Which is, really, all you need to know about the current, utterly debased state of our politics. John McCain’s campaign manager can come out and suggest that the very people the Republican party has based its forty-year ascendancy on are unrecognizable, and possibly moles. And not immediately be struck by lightning.
I’m repeating myself, I know, but when young people ask “why does everything have to be about Vietnam?” they’re welcome to these people, and to begin accounting for them, and stuffing them down the garbage disposal of history, on their own. The simple fact is that the Republican party took leave of its senses forty-five years ago, abandoned respect for opposing viewpoints, abandoned decency, abandoned the very idea of truth itself. It did so because in Vietnam, and in the struggle for Civil Rights, it was not simply on the wrong side–generally, at the time, uniformly in the aftermath–it was wrong at the top of its lungs. And it has behaved ever since like a pathological liar who imagines he’s hiding a deep dark secret, except there’s nothing secret about it.

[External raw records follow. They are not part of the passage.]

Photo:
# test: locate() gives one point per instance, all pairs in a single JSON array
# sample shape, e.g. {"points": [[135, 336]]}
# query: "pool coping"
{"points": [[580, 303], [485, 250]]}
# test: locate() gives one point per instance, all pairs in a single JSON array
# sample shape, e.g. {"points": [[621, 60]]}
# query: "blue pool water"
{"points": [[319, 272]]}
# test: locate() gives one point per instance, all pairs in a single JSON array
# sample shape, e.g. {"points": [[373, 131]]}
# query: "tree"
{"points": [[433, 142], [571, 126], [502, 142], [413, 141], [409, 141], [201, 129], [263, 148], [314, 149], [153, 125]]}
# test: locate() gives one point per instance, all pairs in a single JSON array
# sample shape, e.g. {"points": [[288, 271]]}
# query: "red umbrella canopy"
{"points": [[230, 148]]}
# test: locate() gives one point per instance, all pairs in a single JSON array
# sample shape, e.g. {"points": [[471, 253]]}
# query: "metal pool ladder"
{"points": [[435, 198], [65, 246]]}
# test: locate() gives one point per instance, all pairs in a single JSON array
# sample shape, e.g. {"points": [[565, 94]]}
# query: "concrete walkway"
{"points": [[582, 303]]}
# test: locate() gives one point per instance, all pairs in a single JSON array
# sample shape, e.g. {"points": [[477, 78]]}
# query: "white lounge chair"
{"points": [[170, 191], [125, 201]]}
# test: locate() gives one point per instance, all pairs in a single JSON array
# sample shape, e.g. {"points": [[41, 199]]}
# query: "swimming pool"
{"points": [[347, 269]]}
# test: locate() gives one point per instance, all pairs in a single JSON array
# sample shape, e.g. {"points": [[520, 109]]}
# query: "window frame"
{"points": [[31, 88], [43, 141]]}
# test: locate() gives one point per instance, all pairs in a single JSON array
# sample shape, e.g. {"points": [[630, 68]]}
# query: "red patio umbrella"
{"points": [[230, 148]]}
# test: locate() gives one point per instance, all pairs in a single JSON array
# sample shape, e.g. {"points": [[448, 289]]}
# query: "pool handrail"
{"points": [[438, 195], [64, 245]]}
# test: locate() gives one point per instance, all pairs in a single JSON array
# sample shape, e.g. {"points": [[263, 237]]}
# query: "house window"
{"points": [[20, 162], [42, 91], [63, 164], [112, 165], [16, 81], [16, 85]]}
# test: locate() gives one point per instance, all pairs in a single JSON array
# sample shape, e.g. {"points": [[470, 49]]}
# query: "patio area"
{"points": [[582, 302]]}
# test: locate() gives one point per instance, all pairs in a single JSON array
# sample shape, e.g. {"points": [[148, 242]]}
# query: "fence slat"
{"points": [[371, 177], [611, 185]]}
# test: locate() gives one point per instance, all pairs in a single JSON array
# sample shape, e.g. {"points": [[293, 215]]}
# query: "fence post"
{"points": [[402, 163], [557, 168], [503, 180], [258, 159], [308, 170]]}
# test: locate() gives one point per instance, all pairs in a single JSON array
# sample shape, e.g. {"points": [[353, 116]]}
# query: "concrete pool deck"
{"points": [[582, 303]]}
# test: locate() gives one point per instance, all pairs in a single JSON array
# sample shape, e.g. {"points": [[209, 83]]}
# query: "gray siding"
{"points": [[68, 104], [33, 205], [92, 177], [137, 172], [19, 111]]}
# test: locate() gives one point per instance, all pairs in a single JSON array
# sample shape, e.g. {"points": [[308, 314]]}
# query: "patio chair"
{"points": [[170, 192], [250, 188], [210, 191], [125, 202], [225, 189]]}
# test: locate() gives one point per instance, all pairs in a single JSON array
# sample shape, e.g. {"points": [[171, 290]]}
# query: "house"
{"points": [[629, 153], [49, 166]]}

If the Republican party is determined to become a minority party again, fine. Perhaps it’s time to realize, however belatedly, that it can do so without continuing to pander to spite-filled idiots who have little business walking around loose, let alone pulling the strings of a major political party.
lemming says
Ah, but it’s important to pander to the right spite-filled idiots. I sincerely doubt that the people driving around with “Nobama” stickers and making racist comments on the news contributed all that heavily to McCain. Lacking the funds, there’s not much left to do but attack and hope for attention. Got to find the ones with deep pockets –
Lou says
I like Damian’s term in a post above ‘willfully ignorant’.That means we will accept only facts leading to conclusions that support what we already believe.The undecided voters are a precious few with 70% of all November voters already probably having made up their minds long ago to go with who ever each party’s candidate would be.

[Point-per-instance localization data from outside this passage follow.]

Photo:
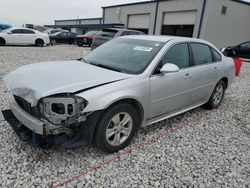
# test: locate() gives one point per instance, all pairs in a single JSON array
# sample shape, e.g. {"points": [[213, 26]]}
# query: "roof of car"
{"points": [[162, 38]]}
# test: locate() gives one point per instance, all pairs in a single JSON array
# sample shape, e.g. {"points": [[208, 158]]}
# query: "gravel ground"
{"points": [[203, 148]]}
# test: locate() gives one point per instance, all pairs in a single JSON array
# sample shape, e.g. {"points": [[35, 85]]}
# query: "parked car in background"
{"points": [[86, 39], [107, 34], [52, 31], [242, 50], [127, 83], [4, 27], [23, 36], [63, 37]]}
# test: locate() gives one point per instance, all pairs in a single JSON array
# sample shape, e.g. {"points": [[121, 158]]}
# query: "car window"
{"points": [[178, 55], [245, 45], [201, 54], [26, 31], [17, 31], [91, 33], [216, 55], [107, 33]]}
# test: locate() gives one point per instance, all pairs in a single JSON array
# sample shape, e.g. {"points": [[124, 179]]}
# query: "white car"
{"points": [[23, 36], [126, 83]]}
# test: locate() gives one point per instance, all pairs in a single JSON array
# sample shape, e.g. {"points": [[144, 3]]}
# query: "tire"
{"points": [[217, 95], [53, 42], [39, 43], [80, 43], [120, 135], [2, 42]]}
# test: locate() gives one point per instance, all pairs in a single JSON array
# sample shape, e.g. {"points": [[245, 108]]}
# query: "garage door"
{"points": [[179, 18], [139, 21]]}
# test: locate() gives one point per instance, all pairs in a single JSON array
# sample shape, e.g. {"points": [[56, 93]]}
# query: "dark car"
{"points": [[4, 27], [241, 50], [63, 37], [107, 34], [86, 39]]}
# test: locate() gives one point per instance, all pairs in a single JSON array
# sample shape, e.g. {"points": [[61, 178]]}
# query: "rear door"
{"points": [[244, 50], [205, 72], [171, 92]]}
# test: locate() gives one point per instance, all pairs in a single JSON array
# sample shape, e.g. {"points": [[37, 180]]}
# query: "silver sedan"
{"points": [[125, 84]]}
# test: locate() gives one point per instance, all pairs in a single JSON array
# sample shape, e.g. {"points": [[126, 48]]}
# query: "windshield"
{"points": [[130, 56], [91, 33]]}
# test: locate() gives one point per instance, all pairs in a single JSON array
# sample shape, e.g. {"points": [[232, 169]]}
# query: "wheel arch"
{"points": [[225, 79], [1, 38], [133, 102], [39, 39], [92, 122]]}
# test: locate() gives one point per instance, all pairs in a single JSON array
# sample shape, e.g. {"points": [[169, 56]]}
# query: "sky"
{"points": [[42, 12]]}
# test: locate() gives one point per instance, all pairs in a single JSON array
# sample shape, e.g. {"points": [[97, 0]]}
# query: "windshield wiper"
{"points": [[106, 67]]}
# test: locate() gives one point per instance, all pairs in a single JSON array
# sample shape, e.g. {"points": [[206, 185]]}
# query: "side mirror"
{"points": [[169, 68]]}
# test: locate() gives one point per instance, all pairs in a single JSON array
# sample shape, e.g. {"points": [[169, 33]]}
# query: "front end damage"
{"points": [[55, 120]]}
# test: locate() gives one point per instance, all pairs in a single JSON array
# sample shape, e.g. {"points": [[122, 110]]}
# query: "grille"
{"points": [[26, 106]]}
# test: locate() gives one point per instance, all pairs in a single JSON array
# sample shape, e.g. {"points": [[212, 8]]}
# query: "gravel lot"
{"points": [[204, 148]]}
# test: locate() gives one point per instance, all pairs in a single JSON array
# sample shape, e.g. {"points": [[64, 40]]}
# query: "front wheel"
{"points": [[53, 42], [116, 128], [39, 43], [217, 95]]}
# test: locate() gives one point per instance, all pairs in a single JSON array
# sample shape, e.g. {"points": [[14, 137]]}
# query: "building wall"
{"points": [[67, 22], [120, 14], [178, 6], [226, 30], [78, 21]]}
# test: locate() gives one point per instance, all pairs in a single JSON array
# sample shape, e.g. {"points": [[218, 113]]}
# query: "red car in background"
{"points": [[86, 39]]}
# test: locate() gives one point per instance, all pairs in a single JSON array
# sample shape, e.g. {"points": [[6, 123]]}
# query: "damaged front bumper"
{"points": [[31, 129]]}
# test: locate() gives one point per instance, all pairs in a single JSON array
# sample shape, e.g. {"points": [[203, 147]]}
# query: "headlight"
{"points": [[61, 109]]}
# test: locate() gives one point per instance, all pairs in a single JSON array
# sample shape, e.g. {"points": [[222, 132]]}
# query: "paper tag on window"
{"points": [[143, 48]]}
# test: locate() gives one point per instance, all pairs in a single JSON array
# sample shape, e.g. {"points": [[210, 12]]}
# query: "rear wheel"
{"points": [[53, 42], [217, 95], [2, 42], [116, 128], [39, 43], [80, 43]]}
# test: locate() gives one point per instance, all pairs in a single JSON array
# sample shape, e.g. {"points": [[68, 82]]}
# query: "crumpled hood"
{"points": [[35, 81]]}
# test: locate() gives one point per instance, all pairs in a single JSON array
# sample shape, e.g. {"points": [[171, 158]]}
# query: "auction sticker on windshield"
{"points": [[143, 48]]}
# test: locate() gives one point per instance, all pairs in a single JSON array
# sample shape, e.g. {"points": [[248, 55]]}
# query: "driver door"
{"points": [[14, 37], [171, 92]]}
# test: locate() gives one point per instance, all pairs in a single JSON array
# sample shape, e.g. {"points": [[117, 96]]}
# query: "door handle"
{"points": [[216, 69], [187, 75]]}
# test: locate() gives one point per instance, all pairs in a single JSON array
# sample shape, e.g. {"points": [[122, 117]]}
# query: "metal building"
{"points": [[81, 26], [223, 22]]}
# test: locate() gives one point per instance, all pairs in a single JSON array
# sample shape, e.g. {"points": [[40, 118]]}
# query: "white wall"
{"points": [[226, 30], [178, 6], [121, 14]]}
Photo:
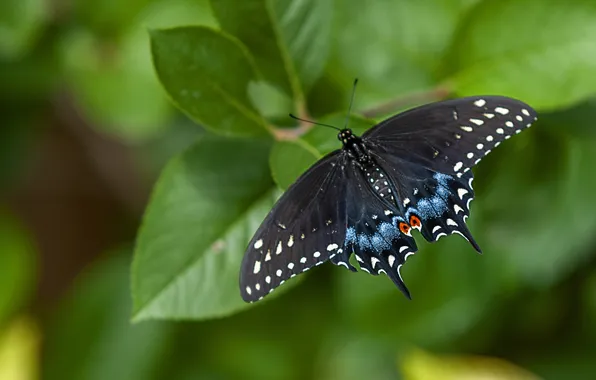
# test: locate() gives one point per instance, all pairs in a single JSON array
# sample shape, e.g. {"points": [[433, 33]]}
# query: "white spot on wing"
{"points": [[461, 192], [374, 261]]}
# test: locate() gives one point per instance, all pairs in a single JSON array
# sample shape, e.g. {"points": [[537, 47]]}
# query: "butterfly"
{"points": [[409, 172]]}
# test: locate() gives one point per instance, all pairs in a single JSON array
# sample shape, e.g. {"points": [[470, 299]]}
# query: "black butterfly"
{"points": [[412, 171]]}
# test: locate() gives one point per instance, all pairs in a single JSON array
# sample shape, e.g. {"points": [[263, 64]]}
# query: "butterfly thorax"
{"points": [[354, 147], [376, 178]]}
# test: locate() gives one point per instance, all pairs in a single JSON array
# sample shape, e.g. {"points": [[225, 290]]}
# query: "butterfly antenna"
{"points": [[351, 102], [314, 122]]}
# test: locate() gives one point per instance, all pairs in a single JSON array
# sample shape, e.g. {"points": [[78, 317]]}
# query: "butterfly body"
{"points": [[411, 171]]}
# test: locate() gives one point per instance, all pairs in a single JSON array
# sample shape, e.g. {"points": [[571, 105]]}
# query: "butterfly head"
{"points": [[346, 136]]}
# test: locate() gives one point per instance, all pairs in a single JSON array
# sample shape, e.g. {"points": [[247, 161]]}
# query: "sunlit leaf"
{"points": [[420, 365], [206, 206], [289, 39], [19, 349], [209, 84]]}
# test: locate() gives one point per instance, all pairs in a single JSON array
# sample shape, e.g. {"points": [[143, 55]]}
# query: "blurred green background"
{"points": [[88, 130]]}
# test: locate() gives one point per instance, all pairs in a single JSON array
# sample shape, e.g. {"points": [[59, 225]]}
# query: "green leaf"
{"points": [[90, 336], [289, 159], [21, 22], [18, 265], [108, 17], [394, 48], [120, 92], [288, 38], [544, 186], [207, 74], [499, 51], [203, 211], [120, 95]]}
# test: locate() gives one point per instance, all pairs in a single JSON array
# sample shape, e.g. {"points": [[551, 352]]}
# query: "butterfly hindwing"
{"points": [[411, 171], [305, 227], [451, 136], [373, 233]]}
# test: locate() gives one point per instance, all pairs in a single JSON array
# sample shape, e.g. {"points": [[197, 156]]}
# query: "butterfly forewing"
{"points": [[305, 227], [451, 136], [411, 171]]}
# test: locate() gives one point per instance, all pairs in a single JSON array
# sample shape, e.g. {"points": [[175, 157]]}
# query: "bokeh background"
{"points": [[86, 129]]}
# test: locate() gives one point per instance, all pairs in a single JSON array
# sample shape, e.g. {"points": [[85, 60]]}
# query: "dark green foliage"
{"points": [[207, 85]]}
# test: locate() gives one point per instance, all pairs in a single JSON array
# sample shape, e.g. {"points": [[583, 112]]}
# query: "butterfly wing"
{"points": [[428, 152], [306, 226], [451, 136], [373, 233], [437, 204]]}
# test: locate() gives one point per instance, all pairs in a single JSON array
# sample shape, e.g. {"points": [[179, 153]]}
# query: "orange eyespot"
{"points": [[415, 221], [404, 228]]}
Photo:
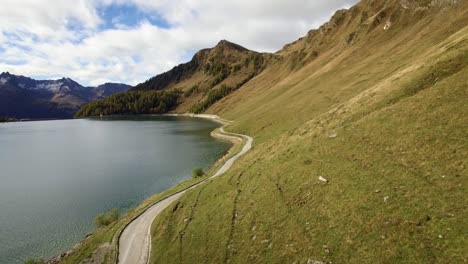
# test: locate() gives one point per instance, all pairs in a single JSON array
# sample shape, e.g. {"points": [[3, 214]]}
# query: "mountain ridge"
{"points": [[22, 97]]}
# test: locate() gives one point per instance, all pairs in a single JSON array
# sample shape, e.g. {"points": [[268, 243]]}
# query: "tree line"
{"points": [[132, 102]]}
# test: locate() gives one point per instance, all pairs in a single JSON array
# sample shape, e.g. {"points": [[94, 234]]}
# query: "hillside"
{"points": [[210, 75], [377, 106], [360, 148], [25, 98]]}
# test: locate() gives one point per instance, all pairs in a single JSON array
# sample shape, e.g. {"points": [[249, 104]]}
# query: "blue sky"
{"points": [[129, 41]]}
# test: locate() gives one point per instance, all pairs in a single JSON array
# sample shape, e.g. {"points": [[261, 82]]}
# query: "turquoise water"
{"points": [[55, 176]]}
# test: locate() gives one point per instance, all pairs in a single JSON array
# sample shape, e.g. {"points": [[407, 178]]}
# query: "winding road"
{"points": [[135, 240]]}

It’s all due to ‘willful ignorance’,and I include myself.I was decided to vote for Obama before he was even nominated. So both liberals and conservatives and in-betweeners sift out those facts we are willing to accept as cogent.
Parker says
Lou –
This is “confirmation bias” (Wikipedia, but this is a fairly neutral topic, I think).
It helps to be aware that it exists – but the concept can also be misused, as in being the basis for ‘pandering’ for example.

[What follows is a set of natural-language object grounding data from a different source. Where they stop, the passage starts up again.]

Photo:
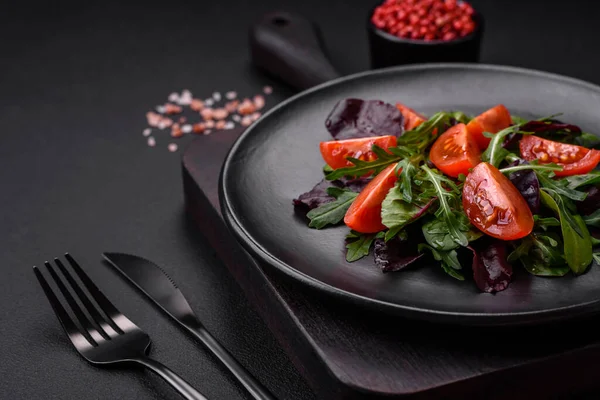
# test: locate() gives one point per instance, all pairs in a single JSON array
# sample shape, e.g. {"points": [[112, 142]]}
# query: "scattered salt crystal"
{"points": [[220, 113], [186, 128], [259, 101], [247, 120]]}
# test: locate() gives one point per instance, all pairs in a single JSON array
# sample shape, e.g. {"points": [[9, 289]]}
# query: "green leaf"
{"points": [[593, 219], [560, 186], [454, 221], [577, 240], [360, 167], [409, 170], [331, 213], [359, 245], [396, 213], [545, 223], [495, 152], [577, 181], [541, 254], [448, 260]]}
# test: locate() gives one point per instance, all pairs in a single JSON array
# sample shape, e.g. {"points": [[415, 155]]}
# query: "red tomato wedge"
{"points": [[455, 151], [364, 214], [574, 159], [412, 119], [494, 205], [335, 152], [493, 120]]}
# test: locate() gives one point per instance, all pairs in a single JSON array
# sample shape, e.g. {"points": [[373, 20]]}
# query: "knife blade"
{"points": [[158, 286]]}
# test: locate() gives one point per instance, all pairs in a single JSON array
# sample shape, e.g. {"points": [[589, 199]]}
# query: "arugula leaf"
{"points": [[396, 213], [448, 259], [331, 213], [577, 181], [541, 254], [577, 240], [456, 226], [409, 170], [545, 223], [560, 186], [593, 219], [359, 245]]}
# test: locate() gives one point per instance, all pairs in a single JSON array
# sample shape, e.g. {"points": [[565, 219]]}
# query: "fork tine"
{"points": [[93, 311], [105, 305], [69, 326], [79, 314]]}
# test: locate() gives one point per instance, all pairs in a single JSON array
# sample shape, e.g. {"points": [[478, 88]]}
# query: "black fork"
{"points": [[106, 336]]}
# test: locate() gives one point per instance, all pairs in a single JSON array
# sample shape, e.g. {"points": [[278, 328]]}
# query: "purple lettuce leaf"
{"points": [[396, 254], [318, 195], [591, 202], [527, 183], [356, 118], [491, 270]]}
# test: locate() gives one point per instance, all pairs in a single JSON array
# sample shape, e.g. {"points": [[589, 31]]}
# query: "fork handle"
{"points": [[178, 383]]}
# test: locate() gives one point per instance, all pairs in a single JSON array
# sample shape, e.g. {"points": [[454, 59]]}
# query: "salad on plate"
{"points": [[492, 191]]}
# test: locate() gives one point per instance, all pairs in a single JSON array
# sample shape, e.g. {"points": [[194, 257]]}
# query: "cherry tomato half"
{"points": [[493, 120], [455, 151], [412, 119], [364, 214], [335, 152], [574, 159], [494, 205]]}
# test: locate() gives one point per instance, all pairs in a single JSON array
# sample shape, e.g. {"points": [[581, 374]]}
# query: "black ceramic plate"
{"points": [[278, 158]]}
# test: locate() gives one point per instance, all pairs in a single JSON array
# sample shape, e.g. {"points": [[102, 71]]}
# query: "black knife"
{"points": [[160, 288]]}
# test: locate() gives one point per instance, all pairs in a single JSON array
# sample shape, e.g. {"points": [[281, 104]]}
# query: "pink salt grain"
{"points": [[197, 105], [219, 113], [259, 101]]}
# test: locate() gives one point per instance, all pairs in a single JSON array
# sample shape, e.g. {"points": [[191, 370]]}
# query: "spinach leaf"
{"points": [[541, 254], [593, 219], [577, 240], [396, 212], [456, 222], [332, 213]]}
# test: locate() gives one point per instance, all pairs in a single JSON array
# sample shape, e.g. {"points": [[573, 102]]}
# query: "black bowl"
{"points": [[387, 50]]}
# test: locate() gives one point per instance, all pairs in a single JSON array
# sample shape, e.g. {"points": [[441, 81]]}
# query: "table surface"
{"points": [[76, 81]]}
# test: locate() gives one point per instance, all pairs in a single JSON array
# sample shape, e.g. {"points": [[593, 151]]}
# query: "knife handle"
{"points": [[255, 388]]}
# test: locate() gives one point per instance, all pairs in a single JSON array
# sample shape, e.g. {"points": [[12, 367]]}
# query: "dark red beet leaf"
{"points": [[491, 271], [318, 196], [395, 255], [356, 118], [527, 183]]}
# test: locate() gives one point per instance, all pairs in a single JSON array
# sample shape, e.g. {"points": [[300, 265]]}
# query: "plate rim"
{"points": [[249, 243]]}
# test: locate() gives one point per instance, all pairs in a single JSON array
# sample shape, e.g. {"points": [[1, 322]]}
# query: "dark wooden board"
{"points": [[345, 353]]}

Not so much a matter of willful ignorance as willful blindness, I think. And it is no respecter of political affiliation, as far as I can see.
Lou says
Parker,
In my view willful blindess and willful ignorance are two steps along the same path,and become set from we ‘believe’. As I understand american pragmatism says that we determine a plan of action after examining a situation,and then we prioritize our options accordingly. American core belief is based on the sanctity of our constitution and the rule of law.Of course the constitution can be interpreted in ‘liberal( or permissive) ways and ‘conservative’ (or restrictive ways).
Jason says
While I support Obama, I do have to say that I think McCain has had a good deal of level-headedness with some of these mobs. I saw a clip this morning where a woman was talking about how bad of a person Obama is, and McCain corrected her, saying something like:
“he is a good man, a good family man as well. We just have very different ideas about what is best for this country”
Honestly, both sides are holding back quite a bit. I don’t see near the amount of mud being thrown as there was in previous years.